In the past few years, animal studies have shown that different strains exist between β-amyloid and α-synuclein. A 2013 landmark paper reported that beta-amyloid strains have different three-dimensional structures and are associated with different disease processes in two Alzheimer's patients. Now, Robert Tycko, a structural biologist at the National Center for Diabetes and Digestive and Kidney Diseases in Bethesda, Maryland, is working on more brain samples through patients.

Understanding the pathogenic patterns of these amyloid seeds helps to design small molecules that bind to them, stopping their destruction, says Ronald Melki, a biophysicist at the Institute of Neurology at the University of Sacramento in Paris, France. He is studying alpha-synuclein strains.

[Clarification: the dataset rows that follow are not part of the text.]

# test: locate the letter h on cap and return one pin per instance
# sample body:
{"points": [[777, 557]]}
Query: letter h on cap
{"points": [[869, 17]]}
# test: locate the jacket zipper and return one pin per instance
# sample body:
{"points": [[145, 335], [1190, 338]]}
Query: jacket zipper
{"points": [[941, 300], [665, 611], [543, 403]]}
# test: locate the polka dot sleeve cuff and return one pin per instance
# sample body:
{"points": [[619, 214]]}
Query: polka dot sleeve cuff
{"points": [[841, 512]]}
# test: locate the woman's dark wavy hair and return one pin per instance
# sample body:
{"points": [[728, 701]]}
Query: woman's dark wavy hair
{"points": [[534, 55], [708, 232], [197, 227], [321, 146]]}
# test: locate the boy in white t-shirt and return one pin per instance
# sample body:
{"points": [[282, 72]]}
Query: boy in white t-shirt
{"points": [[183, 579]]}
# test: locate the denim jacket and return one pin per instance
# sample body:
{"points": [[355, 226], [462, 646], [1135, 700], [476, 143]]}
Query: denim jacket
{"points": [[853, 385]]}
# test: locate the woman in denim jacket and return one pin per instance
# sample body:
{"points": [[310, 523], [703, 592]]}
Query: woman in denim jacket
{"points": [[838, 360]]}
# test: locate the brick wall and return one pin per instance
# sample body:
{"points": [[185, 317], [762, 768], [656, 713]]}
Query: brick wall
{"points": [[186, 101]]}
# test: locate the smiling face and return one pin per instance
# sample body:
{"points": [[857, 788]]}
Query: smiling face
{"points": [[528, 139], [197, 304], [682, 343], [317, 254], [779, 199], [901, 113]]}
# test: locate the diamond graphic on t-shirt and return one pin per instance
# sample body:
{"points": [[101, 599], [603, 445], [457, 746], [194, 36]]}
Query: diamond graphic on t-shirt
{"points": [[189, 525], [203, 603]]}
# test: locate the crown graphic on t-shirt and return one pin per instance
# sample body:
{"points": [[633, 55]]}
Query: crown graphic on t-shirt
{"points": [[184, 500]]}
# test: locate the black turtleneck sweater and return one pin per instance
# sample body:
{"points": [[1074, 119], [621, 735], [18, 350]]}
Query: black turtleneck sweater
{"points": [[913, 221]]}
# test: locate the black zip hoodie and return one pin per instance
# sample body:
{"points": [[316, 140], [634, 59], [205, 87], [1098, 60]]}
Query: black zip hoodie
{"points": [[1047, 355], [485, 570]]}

Despite this, in the face of numerous uncertainties, some researchers and public health agencies have taken a sit-and-see attitude. “We are still at the beginning of this story.” Some experts said, “If you want to say something now, you can only say that we need to do more work to understand whether this is the relevant communication mechanism.” US Centers for Disease Control and Prevention The European Centers for Disease Control and Prevention have stated that they are being wary of this issue.

For Collinge's paper, the turmoil caused earlier can be attributed to the semantic level. Some scientists don't like to associate the term "prion" with amyloid folding errors in common neurodegenerative diseases, or "like prions" to describe the characteristics of those lesions because the term implies infectious and fatal. The meaning of the disease. Others, however, believe that doing so helps to see prions and other amyloids as part of a single problem with protein folding errors and abnormalities.

Although the two sides are not sure what will happen in the future, they are all cautious about ringing the alarm too early. Jucker said half-jokingly that he could imagine that in the future people would go to the hospital every ten years or so to use antibodies to remove amyloid seeds from the brain. "Then you can continue to live healthy for ten years," Jucker said.